No caso da favelas o Estado acredita que ao implantar estes dispositivos os moradores poderiam ser “automaticamente” inseridos num âmbito urbanizado valorizando-se a dimensão sociocultural do domínio privado, e que os indivíduos absorvam o código de normas e procedimentos da cidade oficial, ao reconhecer no seu lugar as mesmas condições de vida (pelo menos no que toca a água e esgoto) que nas outras partes da cidade. Assim o modelo dos programas, idêntico ao do desenho das redes do restante da cidade, “apagaria” a inserção intermitente na esfera pública para se prover de serviços, se de fato modificasse as condições de vida. A dificuldade é que como se trata de programas que tem atingido apenas algumas favelas, e não todas, e muitas vezes até somente parcelas no interior destas, será nas partes onde tem êxito que pode-se observar que cessam os caminhos percorridos para buscar água, levando à uma “ intimização” da vida, com um tempo de vivência mais contínuo mantendo-se aos não atendidos a passagem cotidiana e intermitente para estes entre público e privado.

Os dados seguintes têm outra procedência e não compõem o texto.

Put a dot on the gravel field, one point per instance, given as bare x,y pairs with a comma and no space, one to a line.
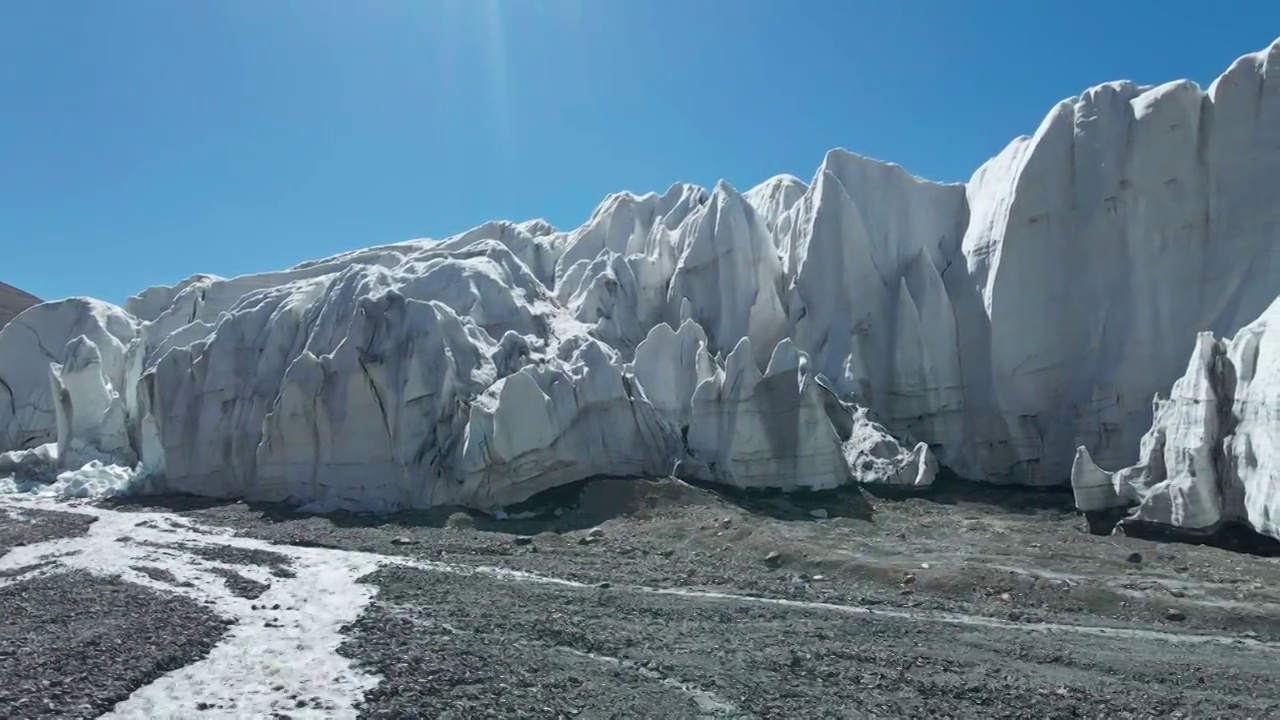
627,598
73,645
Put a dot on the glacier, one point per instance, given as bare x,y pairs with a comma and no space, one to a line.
867,326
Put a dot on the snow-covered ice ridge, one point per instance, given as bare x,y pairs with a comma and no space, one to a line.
865,326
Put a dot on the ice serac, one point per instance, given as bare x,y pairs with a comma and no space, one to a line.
868,326
13,301
749,429
1211,455
1132,220
37,338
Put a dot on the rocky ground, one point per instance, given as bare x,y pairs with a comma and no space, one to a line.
663,600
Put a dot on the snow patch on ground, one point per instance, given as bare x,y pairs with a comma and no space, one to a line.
282,650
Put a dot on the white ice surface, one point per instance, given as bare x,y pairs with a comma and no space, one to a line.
1211,455
1001,323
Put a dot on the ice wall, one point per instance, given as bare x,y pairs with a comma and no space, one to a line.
864,326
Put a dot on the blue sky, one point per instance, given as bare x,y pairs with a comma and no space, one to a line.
146,140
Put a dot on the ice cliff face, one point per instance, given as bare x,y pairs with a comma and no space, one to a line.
1211,455
13,301
865,326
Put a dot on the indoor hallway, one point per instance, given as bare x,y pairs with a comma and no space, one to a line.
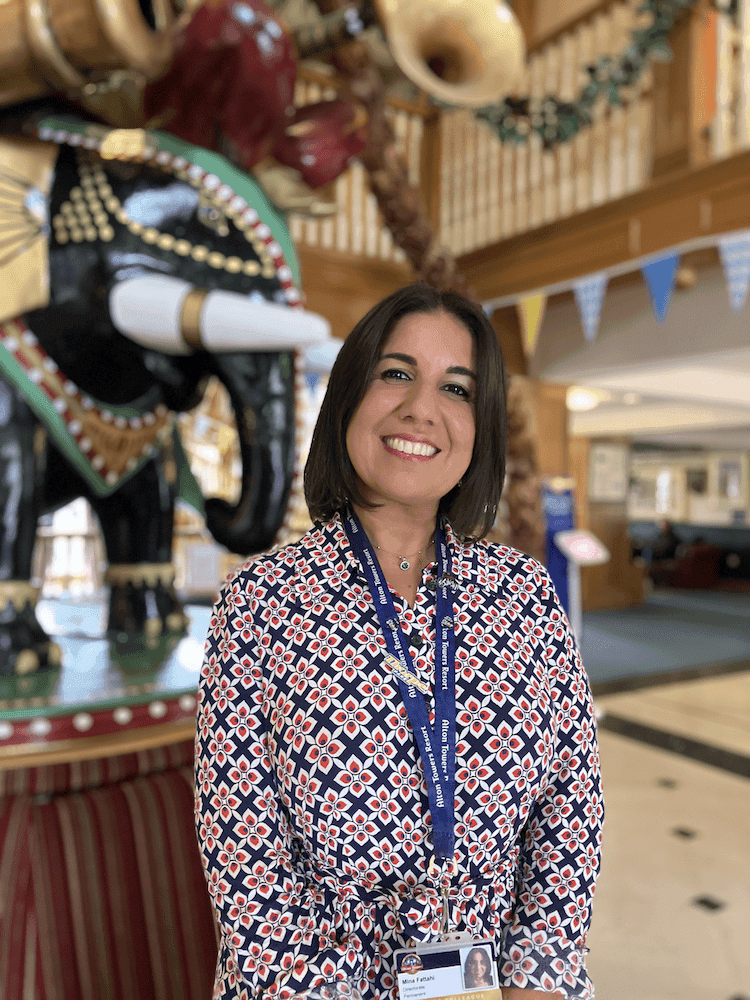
672,911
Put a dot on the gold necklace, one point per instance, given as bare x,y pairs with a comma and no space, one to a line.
404,563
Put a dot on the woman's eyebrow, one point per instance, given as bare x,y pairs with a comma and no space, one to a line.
409,360
406,358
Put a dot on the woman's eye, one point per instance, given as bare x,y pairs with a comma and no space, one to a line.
394,373
458,390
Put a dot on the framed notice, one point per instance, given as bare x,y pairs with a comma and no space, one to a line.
608,472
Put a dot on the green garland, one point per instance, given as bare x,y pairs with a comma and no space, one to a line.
556,121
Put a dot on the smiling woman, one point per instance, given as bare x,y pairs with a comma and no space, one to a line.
396,737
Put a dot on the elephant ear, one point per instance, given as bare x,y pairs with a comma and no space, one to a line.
26,175
245,188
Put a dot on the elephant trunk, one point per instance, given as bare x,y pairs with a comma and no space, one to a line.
261,389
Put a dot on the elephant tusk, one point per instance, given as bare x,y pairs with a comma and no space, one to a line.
171,315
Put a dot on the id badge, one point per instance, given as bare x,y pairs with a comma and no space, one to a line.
448,970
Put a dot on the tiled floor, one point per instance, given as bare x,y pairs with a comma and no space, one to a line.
672,911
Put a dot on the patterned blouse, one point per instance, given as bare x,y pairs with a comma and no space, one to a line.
311,803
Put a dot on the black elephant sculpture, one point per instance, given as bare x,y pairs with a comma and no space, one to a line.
132,268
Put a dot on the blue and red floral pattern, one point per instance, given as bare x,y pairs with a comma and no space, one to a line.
311,803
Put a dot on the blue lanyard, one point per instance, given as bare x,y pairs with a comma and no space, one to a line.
437,747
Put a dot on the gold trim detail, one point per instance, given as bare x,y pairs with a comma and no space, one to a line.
48,58
112,445
95,747
86,214
124,144
140,574
19,593
190,318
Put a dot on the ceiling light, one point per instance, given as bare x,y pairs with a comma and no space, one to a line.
579,398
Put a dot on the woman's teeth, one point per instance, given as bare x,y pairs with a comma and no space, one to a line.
411,447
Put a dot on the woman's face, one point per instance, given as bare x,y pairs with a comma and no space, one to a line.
411,438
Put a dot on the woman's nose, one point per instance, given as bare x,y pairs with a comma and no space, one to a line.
420,402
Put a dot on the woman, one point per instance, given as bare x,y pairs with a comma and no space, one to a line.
477,970
352,798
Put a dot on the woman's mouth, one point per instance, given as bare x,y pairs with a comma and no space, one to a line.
422,449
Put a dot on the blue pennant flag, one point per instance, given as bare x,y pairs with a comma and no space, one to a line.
660,275
734,251
313,381
589,293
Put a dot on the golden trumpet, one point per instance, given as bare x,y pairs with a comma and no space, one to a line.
464,52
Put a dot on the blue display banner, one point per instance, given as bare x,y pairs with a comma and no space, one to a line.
559,509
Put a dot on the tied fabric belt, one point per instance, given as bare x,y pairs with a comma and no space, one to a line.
418,910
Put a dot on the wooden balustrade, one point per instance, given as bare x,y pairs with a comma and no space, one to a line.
357,228
479,191
490,191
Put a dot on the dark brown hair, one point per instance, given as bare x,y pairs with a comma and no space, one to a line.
330,480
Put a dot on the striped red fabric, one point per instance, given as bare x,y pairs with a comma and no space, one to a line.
102,887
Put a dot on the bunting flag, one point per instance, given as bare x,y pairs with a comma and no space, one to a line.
531,313
589,293
734,251
659,276
313,381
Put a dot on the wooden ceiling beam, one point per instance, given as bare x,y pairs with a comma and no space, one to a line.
687,210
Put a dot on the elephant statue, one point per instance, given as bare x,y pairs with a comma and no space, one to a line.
133,266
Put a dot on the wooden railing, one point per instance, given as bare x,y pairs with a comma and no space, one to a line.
490,190
357,227
481,191
731,126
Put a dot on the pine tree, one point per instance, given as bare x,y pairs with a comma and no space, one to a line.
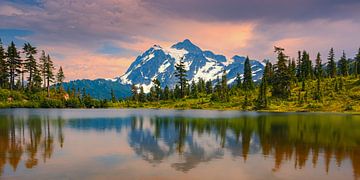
112,94
201,85
238,81
208,87
248,83
156,91
344,65
318,67
224,88
49,74
60,77
262,101
281,80
42,65
14,63
194,90
134,91
357,58
166,93
3,67
331,68
142,95
30,63
181,75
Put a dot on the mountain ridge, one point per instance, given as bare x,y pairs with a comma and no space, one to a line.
159,62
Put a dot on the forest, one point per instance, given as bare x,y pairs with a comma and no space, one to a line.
288,85
28,79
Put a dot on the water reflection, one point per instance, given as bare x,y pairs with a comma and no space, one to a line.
300,139
28,139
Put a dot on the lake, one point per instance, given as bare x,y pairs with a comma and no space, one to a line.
174,144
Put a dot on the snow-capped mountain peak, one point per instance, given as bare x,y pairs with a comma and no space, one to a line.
159,63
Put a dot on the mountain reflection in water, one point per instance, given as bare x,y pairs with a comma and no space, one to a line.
300,139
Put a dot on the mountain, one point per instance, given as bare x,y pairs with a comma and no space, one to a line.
159,62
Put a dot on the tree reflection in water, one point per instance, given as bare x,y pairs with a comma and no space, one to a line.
31,137
294,138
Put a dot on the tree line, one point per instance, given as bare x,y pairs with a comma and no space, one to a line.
20,69
279,81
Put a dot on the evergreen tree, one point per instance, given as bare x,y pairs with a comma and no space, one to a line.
112,94
357,60
224,88
194,90
14,63
42,65
167,93
248,83
238,81
3,67
142,95
60,77
181,75
177,92
292,70
156,91
262,101
318,67
299,74
201,85
331,68
30,63
49,74
344,65
134,91
281,81
208,87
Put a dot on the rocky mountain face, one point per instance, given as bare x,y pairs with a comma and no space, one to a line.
159,63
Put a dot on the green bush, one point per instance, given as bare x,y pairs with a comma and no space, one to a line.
4,94
73,103
52,103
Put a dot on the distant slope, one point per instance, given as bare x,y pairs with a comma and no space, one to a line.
158,62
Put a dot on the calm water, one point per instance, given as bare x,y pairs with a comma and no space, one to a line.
163,144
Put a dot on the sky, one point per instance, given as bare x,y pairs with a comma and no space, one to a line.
101,38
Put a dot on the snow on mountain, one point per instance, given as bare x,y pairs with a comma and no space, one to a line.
159,63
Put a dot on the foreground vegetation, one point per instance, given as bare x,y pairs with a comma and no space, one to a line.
347,100
288,85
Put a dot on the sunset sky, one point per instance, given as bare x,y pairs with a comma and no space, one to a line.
100,38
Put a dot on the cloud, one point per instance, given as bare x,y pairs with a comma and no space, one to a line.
100,38
268,10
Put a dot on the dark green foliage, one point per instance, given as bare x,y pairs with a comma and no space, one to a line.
238,80
113,98
60,77
281,80
135,93
248,83
30,63
142,95
14,63
4,74
318,67
181,75
357,58
155,91
209,87
343,65
262,101
167,93
194,90
331,67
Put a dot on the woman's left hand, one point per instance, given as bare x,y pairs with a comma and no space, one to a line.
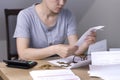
90,39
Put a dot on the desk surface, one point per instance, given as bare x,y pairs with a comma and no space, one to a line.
23,74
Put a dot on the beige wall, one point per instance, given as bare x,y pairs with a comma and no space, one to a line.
107,13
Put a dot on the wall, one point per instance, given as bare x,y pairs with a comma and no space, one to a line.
107,13
78,7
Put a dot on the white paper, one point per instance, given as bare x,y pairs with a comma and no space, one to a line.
105,57
69,60
114,49
98,46
82,38
106,72
59,74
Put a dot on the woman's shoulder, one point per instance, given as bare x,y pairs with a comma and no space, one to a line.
27,11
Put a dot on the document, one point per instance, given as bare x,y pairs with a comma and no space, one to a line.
98,46
106,72
75,61
83,37
69,63
105,64
59,74
105,57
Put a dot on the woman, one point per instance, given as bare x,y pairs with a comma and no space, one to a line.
43,28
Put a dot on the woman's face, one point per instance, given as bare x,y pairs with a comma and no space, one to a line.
55,6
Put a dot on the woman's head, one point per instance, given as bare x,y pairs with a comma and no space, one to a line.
54,6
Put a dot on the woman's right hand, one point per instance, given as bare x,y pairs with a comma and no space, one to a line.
65,50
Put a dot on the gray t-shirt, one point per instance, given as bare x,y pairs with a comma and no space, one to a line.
30,26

As indagações que se colocam com as intenções e intervenções urbanizadoras do Estado em favelas envolvem a questão sobre se as condições anteriores foram alteradas de forma a compor um novo tipo de espaço em contraste com o âmbito não-urbanizado ou semi-urbanizado e sobre as mudanças culturais pretendidas. As respostas a estas  indagações se o “antes” se transforma no “novo” é que não se apagou plenamente o “antes” nem se estabeleceu tampouco o”novo” por completo. Em âmbitos não-urbanizados ou semi-urbanizados improvisadamente como encontrados nas favelas, a valorização do espaço público se fez em movimentos difusos e em ritmos repetitivos mas desregrados por conta de ações individuais, embora , em determinados momentos, tenha se constituído o público como lugar da ação quando a prioridade da solidariedade comunitária configurou redes clandestinas para se prover serviços de infraestrutura básica alternativa. Estar num âmbito não-urbanizado ou semi-urbanizado possibilitou passagens entre o público e o privado, porosidades entre favela e cidade formal. Mas efeitos da incompletude das intervenções do Estado, que poderia ser pensada também como um processo mas que não é colocada claramente assim por este, são a não dissociação plena entre esfera pública e esfera privada própria de âmbitos urbanizados, mas um conjunto difuso de passagens, porosidades e percursos entre uma e outra no interior das favelas, criando espaços intermediários semi-públicos e semi-privados.

A sinalização que se evidencia é que não se completou a valorização do privado, ou seja a moradia ainda não contém, ou não esta articulada  a todos os elementos básicos para a vida cotidiana,   enquanto que a ideia da mobilidade urbana deveria “deslizar” da questão técnica dos níveis e soluções dos congestionamentos para as pessoas na resolução das suas necessidades de atingir seus destinos cotidianos de trabalho, educação saúde, cultura, lazer...independentemente da hierarquia sócio-economica dos lugares, permitindo um trânsito para a equidade social de forma plena e efetiva, ou seja o direito a todos de se deslocarem, e terem condições de moradia em igualdade, como um futuro desejado.(Kleiman, 2004;2015).